PA doctoral students are required to take the following foundational courses:
- PUAD 932, Seminar in the Intellectual History of Public Administration,
- PUAD 930, Research Seminar in Public Administration and Democratic Theory,
- PUAD 931, Research Seminar in Public Administration and Management,
- PUAD 943, Constitutional Foundations of Public Administration or PUAD 949, Law, Courts and Public Policy.
The PA doctorate emphasizes skill development in research methods.
PA doctoral students are required to take the following methods courses:
- PUAD 934 Research Methods in Public Administration
- PUAD 935, Advanced Quantitative Methods in Public Administration.
PA doctoral students are encouraged to take the following methods courses:
- PUAD 937, Qualitative Methods in Public Administration
- PUAD 936 Policy Analysis and Evaluation
Students also choose a primary area of specialization, consisting of at least 3 courses. The standard specializations are budgeting, public finance, human resources management, public policy analysis and evaluation, public values and ethics, organizations and organization theory, public law and administration, and urban policy/politics and community building.
A student's cognate consists of a coherent series of courses outside the discipline of Public Administration. In consultation with their academic advisor, students will craft cognates that are closely related to their areas of specialization and their research program.
Comprehensive Written Exams
Students who complete the required courses with a GPA of 3.0 or better may proceed to the preliminary written examinations. PA doctoral students are required to take two separate written exams: one covering Foundations and the other their area of Specialization.
Comprehensive Oral Exam & Advancement to Candidacy
Following the successful completion of the comprehensive written examinations, the student must satisfactorily complete a comprehensive oral examination and present a dissertation proposal in order to become a PhD candidate.
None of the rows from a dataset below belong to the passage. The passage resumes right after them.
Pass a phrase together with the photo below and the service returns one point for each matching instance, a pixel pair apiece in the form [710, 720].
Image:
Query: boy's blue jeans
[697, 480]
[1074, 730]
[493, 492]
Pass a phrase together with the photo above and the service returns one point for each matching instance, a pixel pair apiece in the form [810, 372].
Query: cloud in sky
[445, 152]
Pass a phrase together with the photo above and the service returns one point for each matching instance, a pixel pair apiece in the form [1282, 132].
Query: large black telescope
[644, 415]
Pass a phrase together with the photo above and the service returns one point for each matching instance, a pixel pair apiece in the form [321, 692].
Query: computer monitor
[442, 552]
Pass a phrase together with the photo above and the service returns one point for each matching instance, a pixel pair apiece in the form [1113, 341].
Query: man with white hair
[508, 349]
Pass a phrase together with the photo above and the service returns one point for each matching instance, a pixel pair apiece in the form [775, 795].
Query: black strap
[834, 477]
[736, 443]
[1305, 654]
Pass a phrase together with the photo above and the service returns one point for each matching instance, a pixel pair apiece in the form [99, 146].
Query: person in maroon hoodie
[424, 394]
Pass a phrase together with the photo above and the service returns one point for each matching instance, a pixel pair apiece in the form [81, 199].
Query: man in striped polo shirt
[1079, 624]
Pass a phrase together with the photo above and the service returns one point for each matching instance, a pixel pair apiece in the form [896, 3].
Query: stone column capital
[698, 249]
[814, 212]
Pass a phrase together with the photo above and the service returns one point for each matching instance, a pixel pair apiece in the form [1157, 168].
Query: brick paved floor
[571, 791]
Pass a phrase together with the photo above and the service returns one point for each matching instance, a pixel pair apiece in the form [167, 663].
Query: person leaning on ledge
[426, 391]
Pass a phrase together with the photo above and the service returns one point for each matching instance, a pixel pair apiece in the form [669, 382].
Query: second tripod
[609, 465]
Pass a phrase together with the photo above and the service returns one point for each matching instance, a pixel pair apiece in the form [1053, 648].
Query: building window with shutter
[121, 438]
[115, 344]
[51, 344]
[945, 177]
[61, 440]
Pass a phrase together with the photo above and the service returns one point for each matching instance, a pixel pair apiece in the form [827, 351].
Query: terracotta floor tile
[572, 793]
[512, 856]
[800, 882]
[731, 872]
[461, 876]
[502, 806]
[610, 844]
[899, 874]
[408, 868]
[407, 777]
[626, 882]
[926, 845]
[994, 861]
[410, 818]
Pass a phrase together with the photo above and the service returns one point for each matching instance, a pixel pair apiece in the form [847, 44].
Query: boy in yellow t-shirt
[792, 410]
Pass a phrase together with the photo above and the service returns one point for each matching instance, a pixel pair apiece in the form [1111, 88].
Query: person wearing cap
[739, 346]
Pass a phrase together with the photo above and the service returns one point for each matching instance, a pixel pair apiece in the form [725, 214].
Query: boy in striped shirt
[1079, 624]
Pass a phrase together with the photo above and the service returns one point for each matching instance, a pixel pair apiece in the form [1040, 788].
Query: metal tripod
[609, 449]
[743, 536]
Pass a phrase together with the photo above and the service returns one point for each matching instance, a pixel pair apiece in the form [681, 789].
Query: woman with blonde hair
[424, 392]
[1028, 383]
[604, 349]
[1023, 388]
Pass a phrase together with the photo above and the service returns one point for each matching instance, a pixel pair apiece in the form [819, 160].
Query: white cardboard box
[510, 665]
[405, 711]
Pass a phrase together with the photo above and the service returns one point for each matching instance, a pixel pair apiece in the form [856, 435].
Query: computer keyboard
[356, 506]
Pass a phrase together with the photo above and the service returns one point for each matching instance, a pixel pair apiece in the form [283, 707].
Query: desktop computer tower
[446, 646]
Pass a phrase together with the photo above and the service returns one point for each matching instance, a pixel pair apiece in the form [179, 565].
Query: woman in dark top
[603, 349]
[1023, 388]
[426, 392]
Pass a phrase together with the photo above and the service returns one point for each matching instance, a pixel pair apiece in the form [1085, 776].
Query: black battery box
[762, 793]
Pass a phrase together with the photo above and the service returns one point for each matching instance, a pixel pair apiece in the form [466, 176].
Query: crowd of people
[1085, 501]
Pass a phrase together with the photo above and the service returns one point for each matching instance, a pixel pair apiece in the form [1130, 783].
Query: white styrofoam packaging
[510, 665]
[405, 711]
The oral exam involves comprehensive questioning across the intellectual field and a close review of the student’s dissertation idea.
Students complete a dissertation which reports substantial original research in the field of Public Administration.
SPAA doctoral students develop teaching knowledge and skills through serving as Graduate Teaching Assistants, attending departmental teaching workshops and utilizing campus resources such as the Center for Teaching Excellence and the Center for Online & Distance Learning.
SPAA doctoral students develop research knowledge and skills through coursework, positions as Graduate Research Assistants and departmental research workshops.